Microsoft has also been making waves with its recent reorganization, which redirects resources toward a Cloud computing focus. With the announced changes to the sales organization, Microsoft is going all-in with their Cloud offerings. This fast growing business will become its primary focus, and additional resources will be focused on enabling partners to help drive active use of the O365 stack and Azure. Conversely, the selling of traditional on-premise software licenses will now become a secondary facet in the Microsoft landscape.
How this is going to impact customers?
Customers should expect a greater reliance on partners to help vet out, implement, and ultimately support the Microsoft Cloud stack. It will also become increasingly important for those not already migrated to the Cloud to understand the Microsoft roadmap for on-premise investments.
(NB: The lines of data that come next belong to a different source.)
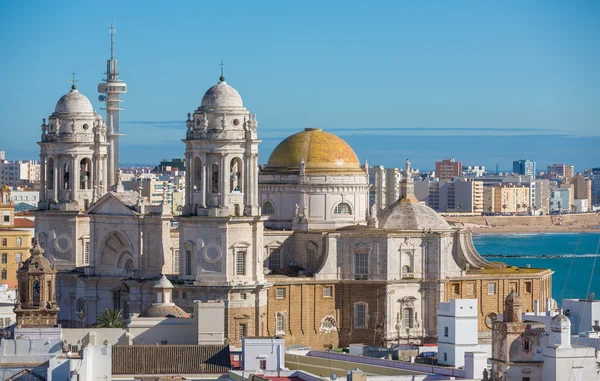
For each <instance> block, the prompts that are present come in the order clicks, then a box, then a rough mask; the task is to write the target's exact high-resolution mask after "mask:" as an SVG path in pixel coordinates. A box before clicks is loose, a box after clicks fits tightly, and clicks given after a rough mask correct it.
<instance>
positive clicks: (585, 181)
mask: <svg viewBox="0 0 600 381" xmlns="http://www.w3.org/2000/svg"><path fill="white" fill-rule="evenodd" d="M569 182H570V183H571V184H573V186H574V190H575V196H574V199H575V200H587V205H592V180H591V179H588V178H586V177H585V176H583V175H575V176H573V177H572V178H571V179H570V181H569Z"/></svg>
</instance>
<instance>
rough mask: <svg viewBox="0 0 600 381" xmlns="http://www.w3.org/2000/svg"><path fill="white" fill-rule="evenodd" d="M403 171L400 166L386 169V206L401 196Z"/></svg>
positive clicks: (385, 200) (385, 201)
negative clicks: (400, 189) (402, 176)
mask: <svg viewBox="0 0 600 381" xmlns="http://www.w3.org/2000/svg"><path fill="white" fill-rule="evenodd" d="M401 180H402V172H401V171H400V170H399V169H398V168H386V169H385V182H386V184H385V206H388V205H391V204H393V203H395V202H396V201H398V199H399V198H400V181H401Z"/></svg>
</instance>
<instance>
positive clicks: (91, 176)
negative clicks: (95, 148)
mask: <svg viewBox="0 0 600 381" xmlns="http://www.w3.org/2000/svg"><path fill="white" fill-rule="evenodd" d="M98 162H99V160H98V153H96V152H94V154H93V155H92V168H91V172H92V174H91V175H90V178H89V180H88V181H89V182H90V186H91V188H92V202H96V200H97V199H98V182H99V180H98V164H99V163H98Z"/></svg>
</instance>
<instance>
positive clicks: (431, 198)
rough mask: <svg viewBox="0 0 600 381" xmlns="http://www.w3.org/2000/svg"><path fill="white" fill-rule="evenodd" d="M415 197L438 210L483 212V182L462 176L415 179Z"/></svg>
mask: <svg viewBox="0 0 600 381" xmlns="http://www.w3.org/2000/svg"><path fill="white" fill-rule="evenodd" d="M415 197H416V198H417V200H419V201H422V202H425V203H426V204H427V205H428V206H429V207H430V208H432V209H434V210H435V211H438V212H460V213H481V212H483V183H482V182H481V181H476V180H472V179H467V178H464V177H463V178H456V179H455V180H453V181H443V180H439V181H438V180H437V179H435V180H434V179H425V180H421V181H415Z"/></svg>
As new releases and licensing rules have evolved of the last couple years, there are more restrictions in continuing to run the on-premise versions of software. An example was the announcement of Office without Software Assurance not connecting to O365 in the future.
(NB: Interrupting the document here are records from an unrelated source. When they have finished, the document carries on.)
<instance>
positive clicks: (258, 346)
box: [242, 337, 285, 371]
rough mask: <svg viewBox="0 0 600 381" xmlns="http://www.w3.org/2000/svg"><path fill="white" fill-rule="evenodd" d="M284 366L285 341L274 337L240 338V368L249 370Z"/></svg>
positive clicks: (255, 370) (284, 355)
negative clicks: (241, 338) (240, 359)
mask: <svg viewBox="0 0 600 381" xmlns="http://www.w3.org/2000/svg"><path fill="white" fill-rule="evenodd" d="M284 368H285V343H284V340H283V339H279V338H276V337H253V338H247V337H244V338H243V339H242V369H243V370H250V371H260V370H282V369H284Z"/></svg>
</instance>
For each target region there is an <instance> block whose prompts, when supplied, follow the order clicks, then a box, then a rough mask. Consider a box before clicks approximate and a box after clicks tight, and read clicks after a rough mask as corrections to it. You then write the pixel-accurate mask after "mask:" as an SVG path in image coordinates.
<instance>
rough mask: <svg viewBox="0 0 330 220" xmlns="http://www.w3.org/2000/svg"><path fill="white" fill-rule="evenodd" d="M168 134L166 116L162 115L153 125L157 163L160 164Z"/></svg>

How can customers get ahead of all of these changes?
It is now essential to map your own technology roadmap to the current Microsoft licensing and technology roadmap. Preparation will be the key to eliminating surprises in regard to how to implement the desired Microsoft technologies. We expect further changes to be announced, so a regular cadence to connect on changes and the potential impact should be built into any financial and business strategy planning.